Is there a performance impact on volumes which have data assurance enabled? If there is a performance impact, how much is the performance impact.
I am seeing poor performance with RAID6 (8+2) LUNS accessed through fibre channel.
For each E5700 with 210 drives I am seeing close to 6GB/sec reads. Request size is 8MB and application is GPFS.
There can be a slight performance degradation with data assurance turned on, but it should not be severe. Can you give me some more information? Drive type and percent read/write would help.
These are regular SATA 7200 RPM 10TB drives. With 100% sequential reads, all 8MB block size with ~15 - 20 concurrent IOs per LUN, we are seeing about 300MB/sec for a single (8+2) RAID6 lun. We have 21 LUNs, so ~6GB/sec.
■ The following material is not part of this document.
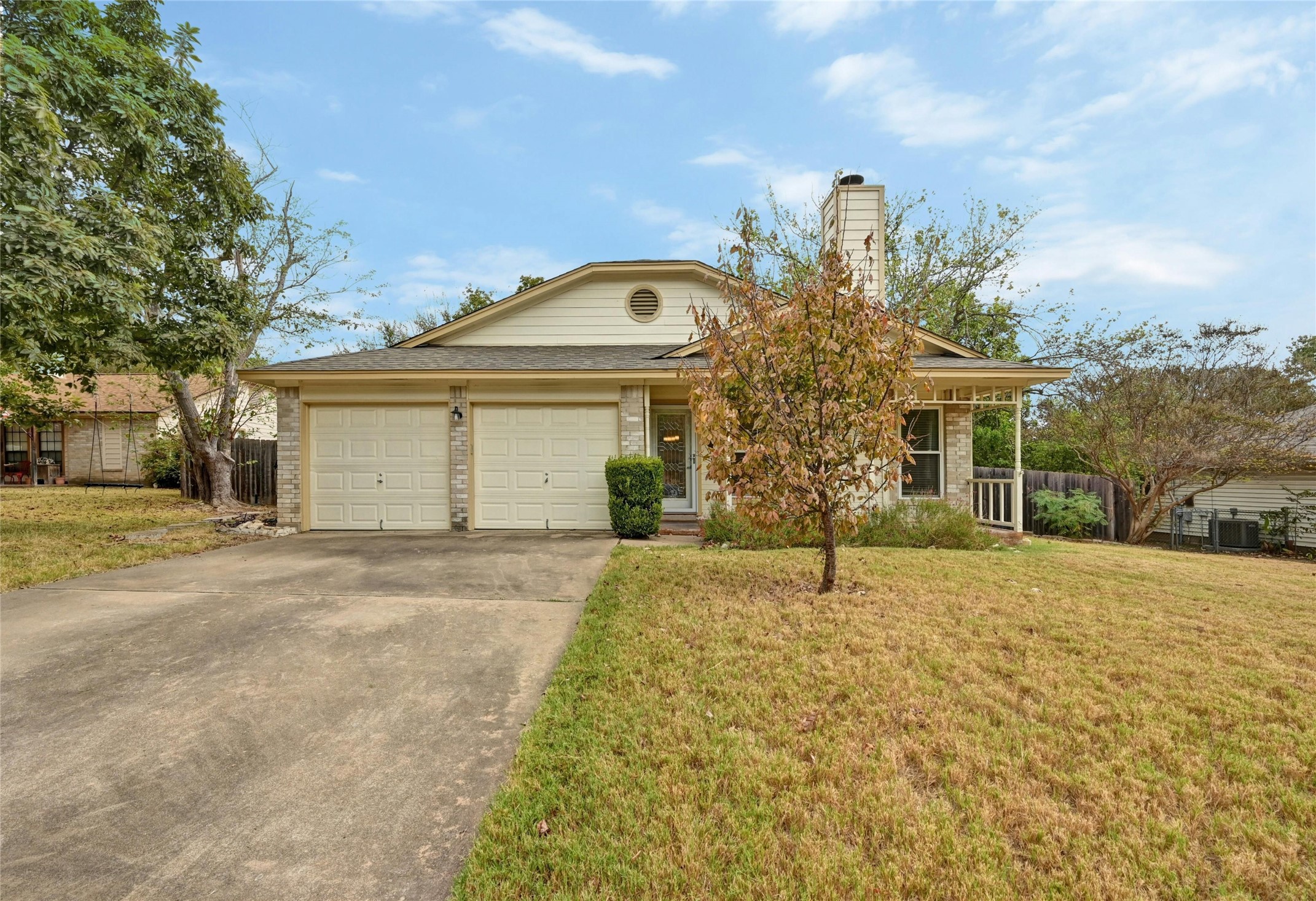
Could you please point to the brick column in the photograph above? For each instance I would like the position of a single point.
(458, 462)
(958, 453)
(633, 420)
(289, 477)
How can I identify the bottleneck. The bottleneck is not the HBAs or the servers or the network.
We have a total of 8 32Ge ports and 4 16ge ports and we are using all of them. Three servers connected to the storage, with two of the servers attached at (4 * 32Ge) and the third one attached at (4*16Ge).
Each of the 3 servers is connected at (4 * 25ge) network.
We have a similar setup but with different storage and are seeing 2X performance, which makes me think that the problem is purely with storage amd not with application(GPFS) or linux configuration or host/network connectivity.
Yes, system is in production but we can run short synthetic tests.
What kind of sequential streaming performance can be expect from a E5700 with 212 10TB drives? Note - Block size is fairly large (8MB)
Reading from controller cache, I get pretty good speeds. I was able to get 17GB/sec reading from cache.
This is what I get with production traffic when I run iostat.
Device: rrqm/s wrqm/s r/s w/s rMB/s wMB/s avgrq-sz avgqu-sz await r_await w_await svctm %util
dm-12 132.00 14.00 37.00 42.00 157.91 24.28 4722.94 4.73 60.00 126.70 1.24 12.70 100.30
The RAID6 (8+2) LUN is doing a total of 79 IOPS and the LUN is already saturated (%util ~ 100). Average request size is not that small. I am sure a (8+2) LUN can do more than this.
What other things can I look at to troubleshoot this further?
It looks to me like you're configured properly, which is great. Could you get me the following information:
navigate to the queue folder on one of your DM devices. To do this: cd /sys/block/dm-12(for example)/queue/
Then grep all of the information in that directory. Run: > grep . *
Please send the me the grep output.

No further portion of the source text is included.